The Grampians would be better at that time of year and you could go there from the end of the Great Ocean trip from Port Fairy there is a road that goes staight up to The Grampians 
The Grampians National Park is a good place to see Austalian wild life if you want to see them there is a very small town of Halls Gap which you can stay in good motels or caravan parks with cabins Kangaroos come down out of the hills into the town just on dusk or early in the morning 
At Halls Gap do get a map of the sites at the store and drive to the lookouts in the hills we have stayed at the Best Western motel and stayed at the Big4 caravan park just out of the town it has all tipes of cabins very much like a time share it is very good 
And again there is no timeshare near by the closest would be At Ballarat there is a Worldmark there
Have you looked up the big4 web site they give prices just add com au they two or one bedroom condo type of units for the price a one bedroom motel or cheaper we stay in them lots of times where there is no timeshare also there is http://www.toptouristpark.com.au they are much of a same type of accomodation


----------



## sage (Mar 12, 2007)

Joyce,
I haven't been to the Grampians but the Blue Mountains are spectacular! It is one of our biggest tourist attractions outside of the city centre. Nearly every tourist to Sydney goes there.
If you go there, there are many lookouts. You can walk down the side of the 3 sisters & into the valley. There are trails that go to waterfalls - they are very pretty.
They have a skyway that goes across the Jamieson Valley and a railway that goes almost vertically down the mountain.
Katoomba is a quaint village with lots of art, craft & antique shops to look at. There is an Imax (3D) theatre there as well. 
You could also go a bit further out to see Jenolan Caves and there are trout farms a little further past Lithgow. 
Most of the bigger hotels there have Christmas in July - a traditional Christmas dinner with all the trimmings that _can be enjoyed _because it is _actually cold _that time of year.
Definitely lots to do & see and only a couple of hours from Sydney.
Take a look at http://www.bluemts.com.au/tourist/. This may give you a better idea of whats on offer.
Gillian


----------



## Jwerking (Mar 13, 2007)

HI Chubby and Gillian:

Thank you both for your comments.  I can appreciate the comments about the Blue Mountains being possibly fogged in on certain days.  That happened to us the first time we did the Big Sur drive from Carmel down the coast to the Los Angeles area (just like your Great Ocean Road) in California.  We had reserved tickets months in advance to go see Hearst Castle at a very dear price and it was so foggy that we could not even see the house from the pool.  

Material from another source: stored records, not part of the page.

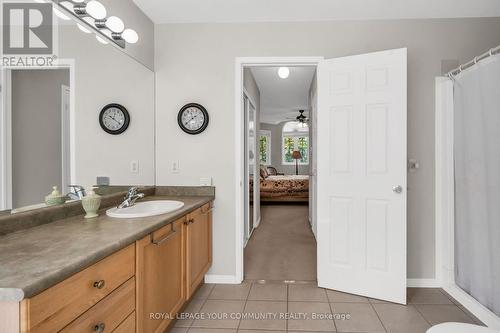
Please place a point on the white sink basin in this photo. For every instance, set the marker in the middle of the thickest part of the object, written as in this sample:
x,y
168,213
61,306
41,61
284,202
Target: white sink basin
x,y
145,209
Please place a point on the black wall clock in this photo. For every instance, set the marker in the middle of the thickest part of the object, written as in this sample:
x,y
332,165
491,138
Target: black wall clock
x,y
193,118
114,119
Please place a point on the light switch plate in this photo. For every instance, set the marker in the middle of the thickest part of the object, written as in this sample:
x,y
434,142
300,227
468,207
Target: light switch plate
x,y
206,181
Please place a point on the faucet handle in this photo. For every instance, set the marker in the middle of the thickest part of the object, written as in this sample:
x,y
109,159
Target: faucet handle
x,y
132,191
76,188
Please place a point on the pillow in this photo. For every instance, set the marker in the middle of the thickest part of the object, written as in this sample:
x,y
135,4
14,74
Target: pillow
x,y
263,172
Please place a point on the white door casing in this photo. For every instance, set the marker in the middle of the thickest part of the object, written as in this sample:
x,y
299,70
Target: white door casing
x,y
361,161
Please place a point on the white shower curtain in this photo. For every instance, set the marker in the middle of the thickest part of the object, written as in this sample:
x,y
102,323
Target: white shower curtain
x,y
477,182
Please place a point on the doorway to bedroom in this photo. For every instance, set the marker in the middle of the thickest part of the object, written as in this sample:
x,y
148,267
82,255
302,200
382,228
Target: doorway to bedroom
x,y
279,104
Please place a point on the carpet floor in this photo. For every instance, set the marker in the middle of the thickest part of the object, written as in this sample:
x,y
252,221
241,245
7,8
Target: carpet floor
x,y
283,247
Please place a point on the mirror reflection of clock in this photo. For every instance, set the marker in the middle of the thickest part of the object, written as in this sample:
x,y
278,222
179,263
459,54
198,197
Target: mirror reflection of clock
x,y
114,119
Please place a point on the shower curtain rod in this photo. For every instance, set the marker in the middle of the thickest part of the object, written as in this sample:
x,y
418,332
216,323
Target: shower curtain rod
x,y
459,69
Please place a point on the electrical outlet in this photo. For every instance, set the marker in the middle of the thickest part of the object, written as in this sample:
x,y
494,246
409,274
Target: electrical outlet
x,y
134,166
175,167
206,181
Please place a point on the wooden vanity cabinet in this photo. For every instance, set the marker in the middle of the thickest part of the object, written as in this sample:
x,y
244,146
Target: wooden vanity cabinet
x,y
198,226
160,277
138,289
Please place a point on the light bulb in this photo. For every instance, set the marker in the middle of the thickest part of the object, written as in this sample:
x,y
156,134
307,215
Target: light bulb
x,y
96,10
130,36
101,40
83,28
60,14
115,24
283,72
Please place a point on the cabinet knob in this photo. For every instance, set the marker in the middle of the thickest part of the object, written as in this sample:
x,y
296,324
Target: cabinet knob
x,y
99,328
99,284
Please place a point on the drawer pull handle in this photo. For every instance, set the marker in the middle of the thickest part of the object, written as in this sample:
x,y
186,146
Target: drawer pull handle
x,y
99,328
166,238
99,284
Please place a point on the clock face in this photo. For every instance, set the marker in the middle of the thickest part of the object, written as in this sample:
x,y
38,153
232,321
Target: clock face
x,y
193,118
114,119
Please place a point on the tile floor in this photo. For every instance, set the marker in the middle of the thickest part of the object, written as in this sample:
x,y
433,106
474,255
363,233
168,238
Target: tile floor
x,y
313,309
283,247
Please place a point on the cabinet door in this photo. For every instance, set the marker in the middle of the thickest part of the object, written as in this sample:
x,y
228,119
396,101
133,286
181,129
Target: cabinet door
x,y
198,246
160,277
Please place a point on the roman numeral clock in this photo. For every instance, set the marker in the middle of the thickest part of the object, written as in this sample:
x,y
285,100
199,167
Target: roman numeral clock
x,y
193,118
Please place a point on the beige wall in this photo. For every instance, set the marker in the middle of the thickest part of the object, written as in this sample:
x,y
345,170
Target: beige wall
x,y
36,133
134,18
104,75
196,62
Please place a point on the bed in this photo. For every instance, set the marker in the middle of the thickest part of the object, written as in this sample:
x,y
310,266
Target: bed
x,y
288,188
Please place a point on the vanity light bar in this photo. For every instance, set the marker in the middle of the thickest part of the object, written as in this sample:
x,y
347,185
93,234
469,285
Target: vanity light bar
x,y
93,14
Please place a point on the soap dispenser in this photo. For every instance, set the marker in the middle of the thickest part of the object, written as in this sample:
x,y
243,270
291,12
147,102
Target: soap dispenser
x,y
91,203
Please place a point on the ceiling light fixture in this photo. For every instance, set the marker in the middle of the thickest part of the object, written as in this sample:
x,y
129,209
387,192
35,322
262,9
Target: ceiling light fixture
x,y
283,72
130,36
60,14
83,29
115,24
96,10
101,40
91,17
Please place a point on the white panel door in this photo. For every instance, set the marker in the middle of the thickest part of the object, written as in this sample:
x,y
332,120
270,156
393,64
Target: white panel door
x,y
361,175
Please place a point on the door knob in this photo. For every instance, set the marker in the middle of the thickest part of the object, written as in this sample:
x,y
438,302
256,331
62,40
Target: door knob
x,y
397,189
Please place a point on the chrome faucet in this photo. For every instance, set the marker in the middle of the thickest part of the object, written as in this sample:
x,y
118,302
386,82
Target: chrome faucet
x,y
131,198
77,192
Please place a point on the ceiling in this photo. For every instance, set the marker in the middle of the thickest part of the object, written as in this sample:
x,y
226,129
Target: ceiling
x,y
280,99
173,11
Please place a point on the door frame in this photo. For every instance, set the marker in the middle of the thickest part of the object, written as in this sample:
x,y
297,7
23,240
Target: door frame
x,y
246,175
6,126
445,205
240,64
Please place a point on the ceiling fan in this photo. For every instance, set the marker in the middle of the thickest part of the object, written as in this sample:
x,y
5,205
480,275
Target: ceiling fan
x,y
301,118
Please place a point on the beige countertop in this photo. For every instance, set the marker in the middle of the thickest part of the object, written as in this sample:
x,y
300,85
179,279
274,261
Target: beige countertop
x,y
35,259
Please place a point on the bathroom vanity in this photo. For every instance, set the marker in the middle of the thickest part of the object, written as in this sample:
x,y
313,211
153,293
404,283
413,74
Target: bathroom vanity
x,y
106,274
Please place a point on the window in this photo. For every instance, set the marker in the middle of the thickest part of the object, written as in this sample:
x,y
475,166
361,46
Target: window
x,y
295,137
265,147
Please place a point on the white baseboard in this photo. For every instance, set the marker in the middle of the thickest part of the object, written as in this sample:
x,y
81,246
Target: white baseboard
x,y
423,283
471,304
221,279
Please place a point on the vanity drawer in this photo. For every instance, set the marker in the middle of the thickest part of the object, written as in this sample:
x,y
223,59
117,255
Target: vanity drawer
x,y
108,314
57,306
127,326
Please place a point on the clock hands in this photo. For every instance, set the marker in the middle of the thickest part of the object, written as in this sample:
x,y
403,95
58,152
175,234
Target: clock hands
x,y
192,118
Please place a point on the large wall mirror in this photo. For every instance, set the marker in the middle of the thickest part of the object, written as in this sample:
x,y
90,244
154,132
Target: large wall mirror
x,y
51,135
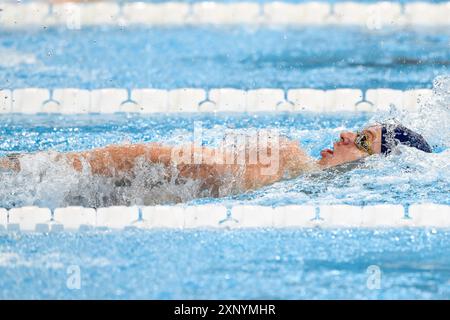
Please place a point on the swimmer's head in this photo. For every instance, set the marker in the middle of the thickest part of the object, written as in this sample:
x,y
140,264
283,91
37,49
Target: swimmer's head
x,y
376,139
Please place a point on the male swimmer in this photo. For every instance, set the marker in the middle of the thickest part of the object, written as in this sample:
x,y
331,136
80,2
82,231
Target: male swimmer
x,y
216,169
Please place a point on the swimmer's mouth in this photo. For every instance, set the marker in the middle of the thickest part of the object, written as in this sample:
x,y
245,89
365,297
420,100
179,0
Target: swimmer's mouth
x,y
326,153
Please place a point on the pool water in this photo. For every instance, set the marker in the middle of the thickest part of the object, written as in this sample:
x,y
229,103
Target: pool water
x,y
408,177
237,57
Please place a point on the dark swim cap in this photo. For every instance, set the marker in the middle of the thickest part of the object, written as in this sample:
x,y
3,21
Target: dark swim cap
x,y
393,134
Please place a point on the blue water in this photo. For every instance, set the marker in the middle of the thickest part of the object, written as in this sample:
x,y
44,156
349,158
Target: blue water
x,y
238,57
409,177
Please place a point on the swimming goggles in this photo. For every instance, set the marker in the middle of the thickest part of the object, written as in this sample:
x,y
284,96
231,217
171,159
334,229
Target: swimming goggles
x,y
362,142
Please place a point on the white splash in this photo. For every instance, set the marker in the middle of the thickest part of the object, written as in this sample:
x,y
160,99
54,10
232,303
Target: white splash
x,y
11,58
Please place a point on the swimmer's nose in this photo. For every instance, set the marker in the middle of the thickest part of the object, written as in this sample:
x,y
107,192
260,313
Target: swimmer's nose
x,y
347,137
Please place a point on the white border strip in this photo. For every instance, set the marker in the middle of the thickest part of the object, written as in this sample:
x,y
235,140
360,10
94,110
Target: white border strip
x,y
372,16
80,101
216,216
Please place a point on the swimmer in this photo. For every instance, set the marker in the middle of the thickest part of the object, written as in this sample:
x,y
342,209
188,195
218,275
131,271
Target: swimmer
x,y
216,168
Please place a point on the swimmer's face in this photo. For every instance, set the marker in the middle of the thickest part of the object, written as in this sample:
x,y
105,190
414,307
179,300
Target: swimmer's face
x,y
345,149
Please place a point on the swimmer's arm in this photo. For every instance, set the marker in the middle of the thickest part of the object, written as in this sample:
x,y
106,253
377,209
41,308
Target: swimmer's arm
x,y
118,158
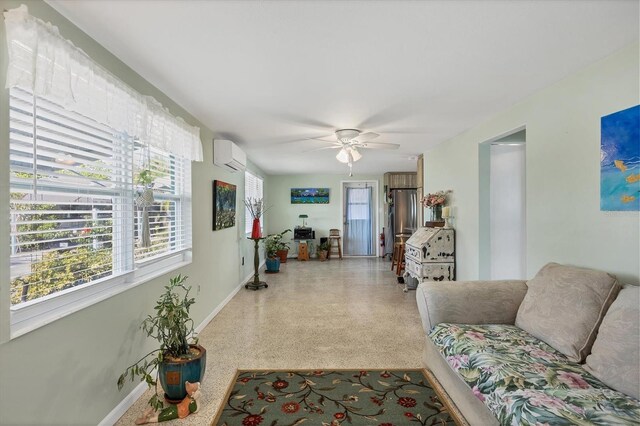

Yes, I am not thrilled that it will be winter in the Blue Mountains while we are there and I understand that it can even snow - Yiks - that would not be fun to drive in the mountains in a snow storm.  But have found some nice cottages that you can rent in Katoomba for a few days - just wish it were not winter so we could enjoy walking about a bit more.  Gosh, decisions and more decisions!

I need to just decide! Thanks again. 

Joyce


----------



## sage (Mar 13, 2007)

*Blue Mountains NOT Snowy Mountains*

Joyce,
Not sure if you know but the Blue Mountains - although very cold in winter - may only get one really light snowfall per year (for one day). Usually the daily temperature is around 10C but it drops at night to about 0C. 
This, as you mayrealise, is nothing like the winters you get back home. Ours are considered relatively mild by US standards.
Consider this - most schools have whole day excursions up there during winter. Just rug up and enjoy a nice long brisk walk!
Gillian


----------



## Sydney (Mar 14, 2007)

sage said:


> Joyce,
> Not sure if you know but the Blue Mountains - although very cold in winter - may only get one really light snowfall per year (for one day). Usually the daily temperature is around 10C but it drops at night to about 0C.
> Gillian


Yes, and whenever it snows, even just a powdery fall, it's big news because it's so out of the ordinary. The road there is also very good, mostly motorway and well signaged. No need to worry about driving there in the snow. I'd be more worried about it raining than snowing.
Nice restaurants, lots to do and see.
If it works out better financially for you to see the Grampians then do so. Afterall, seen one mountain, seen them all. Seriously, though, you have the Grand Canyon in the US and that's spectacular compared to the Blue Mountains. At least we thought so.

We're in Melbourne at the moment and are looking forward to visiting the Grampians sometime this year.


----------